Bruce Pontow
Born: Chicago, Illinois
Right-handed player
USA National Championships
Men's Doubles: 1976, '82, '84, and '86
Mixed Doubles: 1977, and '78
International Records:
Four-time Thomas Cup Team
USA Badminton "Walk of Fame" Inductee 1995
Bruce Pontow was born in Chicago in 1952. He attended Chicago public schools, and played a variety of sports including football, swimming, and track. He graduated with honors from Steinmetz High School and then attended Carroll College in Waukesha, Wisconsin. Bruce has a Master's Degree in literature and has been teaching high school English for over thirty years. Bruce married Monica Malone in 1980 when he was 28 years old. He presently has three children, Brendan, Jessica, and Eric, and lives in Orland Park, Illinois, where he teaches at Oak Forest High School.
His parents introduced him to badminton at a young age because of a common illness that struck many young people in the early 50's, tuberculosis. Fortunately, antibiotics had just been discovered. After an operation to remove infected saliva glands and two years of "streptomyocin," Bruce began to recover and catch up in school.
Doctors advised Bruce's parents to keep him active since tuberculosis is not curable and has the ability to become active again in individuals with weak immune systems. Across the street from his Westside Chicago home was a park that had a badminton club. At six years old Bruce and his mother both began to play.
There were several active badminton clubs in Chicago and a strong contingent of local players. When it was clear that Bruce had talent for the game of badminton, the adults took notice. He was twelve years old when he raised fifty dollars to give to his mother so he could attend the Junior Nationals in Houston, Texas.
Many junior nationals followed. Bruce won the doubles and mixed doubles at every age division foreshadowing his future success in American badminton as a doubles specialist. He won the U.S. National Men's Doubles title four times and twice won the National Mixed Doubles title. His partners in the men's event were Don Paup and Matt Fogarty; in mixed, Pam Stockton Brady.

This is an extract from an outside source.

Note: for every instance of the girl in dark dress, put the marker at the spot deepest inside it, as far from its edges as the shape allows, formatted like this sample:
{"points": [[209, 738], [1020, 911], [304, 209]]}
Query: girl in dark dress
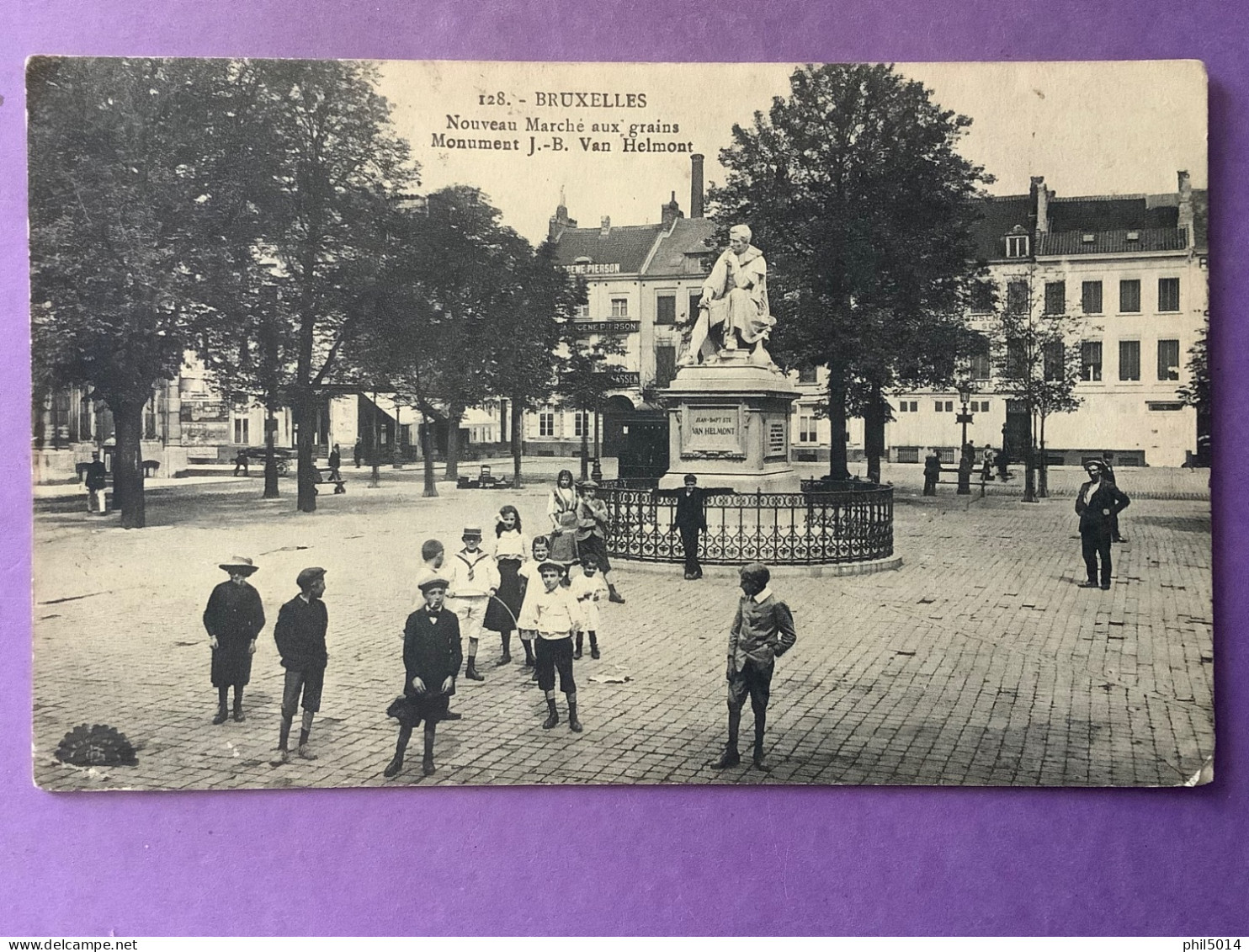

Bruce also was a four-time member of the U.S. Thomas Cup Team, and twice was a member of the Pam American Team. His first Thomas Cup was a dual match against Peru in 1967 and he was just 16 years old. Bruce also participated in a Thomas Cup in 1986, nearly twenty years later.
Bruce was most proud of his record in international play. He and Matt Fogarty, his partner in most of the Thomas Cup events, maintained a very high winning percentage-unusual for any American singles player or doubles team through the period of the 70's and 80's. His proudest moment was in 1984 when he played a Korean team, ranked number one in the world. They rested one of the members of the team, however, and replaced him with the number one mixed doubles player in the world, still a formidable combination. It took Bruce and Matt only two games to defeat them and shock the Koreans who expected the Americans to be walk-overs.
Bruce is a member of the USA Badminton Walk of Fame. He continues to play recreationally in the Midwest and assists with teaching badminton at the Eastern Illinois Badminton Camp.